You are viewing a plain text version of this content. The canonical link for it is here.
Posted to user@flink.apache.org by Krzysztof Chmielewski <kr...@gmail.com> on 2022/01/19 15:16:06 UTC

Hive Source - SplitEnumeratorContext and its callAsync method - possible bug

Hi,
in documentation for SplitEnumeratorContext::callAsync method we read that:

"(...)  When this method is invoked multiple times, The Callables may be
executed in a thread pool concurrently.
It is important to make sure that the callable does not modify any shared
state, especially the states that will be a part of the
SplitEnumerator.snapshotState(long) (...)"
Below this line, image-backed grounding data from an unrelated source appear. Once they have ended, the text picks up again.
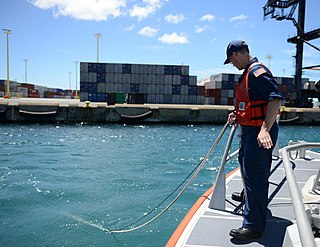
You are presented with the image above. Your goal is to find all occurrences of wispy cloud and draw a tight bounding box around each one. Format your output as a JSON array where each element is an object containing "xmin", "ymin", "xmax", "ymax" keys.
[
  {"xmin": 123, "ymin": 24, "xmax": 135, "ymax": 31},
  {"xmin": 229, "ymin": 14, "xmax": 247, "ymax": 22},
  {"xmin": 164, "ymin": 13, "xmax": 185, "ymax": 24},
  {"xmin": 195, "ymin": 25, "xmax": 208, "ymax": 33},
  {"xmin": 31, "ymin": 0, "xmax": 126, "ymax": 21},
  {"xmin": 129, "ymin": 0, "xmax": 167, "ymax": 21},
  {"xmin": 200, "ymin": 14, "xmax": 215, "ymax": 22},
  {"xmin": 138, "ymin": 26, "xmax": 158, "ymax": 37},
  {"xmin": 158, "ymin": 32, "xmax": 189, "ymax": 45}
]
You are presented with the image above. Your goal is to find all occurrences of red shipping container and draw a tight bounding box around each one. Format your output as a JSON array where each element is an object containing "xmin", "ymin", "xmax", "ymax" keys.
[
  {"xmin": 196, "ymin": 86, "xmax": 205, "ymax": 95},
  {"xmin": 20, "ymin": 83, "xmax": 35, "ymax": 90}
]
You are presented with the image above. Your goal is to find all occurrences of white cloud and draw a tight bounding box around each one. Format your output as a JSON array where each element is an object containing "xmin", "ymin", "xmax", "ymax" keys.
[
  {"xmin": 138, "ymin": 26, "xmax": 158, "ymax": 37},
  {"xmin": 31, "ymin": 0, "xmax": 126, "ymax": 21},
  {"xmin": 229, "ymin": 14, "xmax": 247, "ymax": 22},
  {"xmin": 200, "ymin": 14, "xmax": 215, "ymax": 22},
  {"xmin": 164, "ymin": 13, "xmax": 185, "ymax": 24},
  {"xmin": 123, "ymin": 24, "xmax": 135, "ymax": 31},
  {"xmin": 158, "ymin": 32, "xmax": 189, "ymax": 45},
  {"xmin": 129, "ymin": 0, "xmax": 167, "ymax": 21},
  {"xmin": 195, "ymin": 25, "xmax": 208, "ymax": 33}
]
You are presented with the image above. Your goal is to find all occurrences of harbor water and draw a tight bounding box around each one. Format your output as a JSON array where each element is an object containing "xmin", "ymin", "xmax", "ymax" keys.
[{"xmin": 1, "ymin": 123, "xmax": 320, "ymax": 247}]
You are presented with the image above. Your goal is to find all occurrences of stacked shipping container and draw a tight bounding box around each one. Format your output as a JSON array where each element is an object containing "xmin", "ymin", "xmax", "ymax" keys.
[
  {"xmin": 203, "ymin": 74, "xmax": 309, "ymax": 106},
  {"xmin": 204, "ymin": 73, "xmax": 239, "ymax": 105},
  {"xmin": 0, "ymin": 80, "xmax": 77, "ymax": 98},
  {"xmin": 80, "ymin": 62, "xmax": 204, "ymax": 104}
]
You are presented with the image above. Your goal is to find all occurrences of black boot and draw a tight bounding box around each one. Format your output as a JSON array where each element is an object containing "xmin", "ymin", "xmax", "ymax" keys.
[
  {"xmin": 231, "ymin": 190, "xmax": 245, "ymax": 202},
  {"xmin": 229, "ymin": 227, "xmax": 262, "ymax": 240}
]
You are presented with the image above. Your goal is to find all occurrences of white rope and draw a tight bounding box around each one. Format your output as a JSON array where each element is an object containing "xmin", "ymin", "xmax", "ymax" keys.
[{"xmin": 108, "ymin": 122, "xmax": 230, "ymax": 233}]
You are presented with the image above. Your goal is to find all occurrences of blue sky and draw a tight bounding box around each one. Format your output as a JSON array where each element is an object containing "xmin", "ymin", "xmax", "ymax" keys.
[{"xmin": 1, "ymin": 0, "xmax": 319, "ymax": 89}]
The ContinuousHiveSplitEnumerator::start method exectutes below code:

enumeratorContext.callAsync(
        monitor, this::handleNewSplits, discoveryInterval, discoveryInterval);

The handleNewSplits method does this:

this.seenPartitionsSinceOffset = newSplitsAndState.seenPartitions;

My question is, on how many threads "monitor" callable will be executed?
If more than one (and this is possible accordingly to the callAsync
documentation) then
I think that this reference assignment in handleNewSplits method could lead
to bugs. Since both threads that were executing monitor callable can return
totally different collection.

For ContinuousFileSplitEnumerator this was resolved in a different way.
Filtering of already processed paths is done by Source-Coordinator thread
and there is no reference assignment.

Regards,
Krzysztof Chmielewski

Re: Hive Source - SplitEnumeratorContext and its callAsync method - possible bug

Posted by Krzysztof Chmielewski <kr...@gmail.com>.
Ok,
I think it was premature alert :)

1. We have a framework guarantee that start method will be called only once
per SplitEnumerator instance, hence context.callAsync will be called only
once
2. callAsync uses ScheduledExecutorService::scheduleAtFixedRate under the
hood so If any execution of this task takes longer than its period, then
subsequent executions may start late, but will not concurrently execute.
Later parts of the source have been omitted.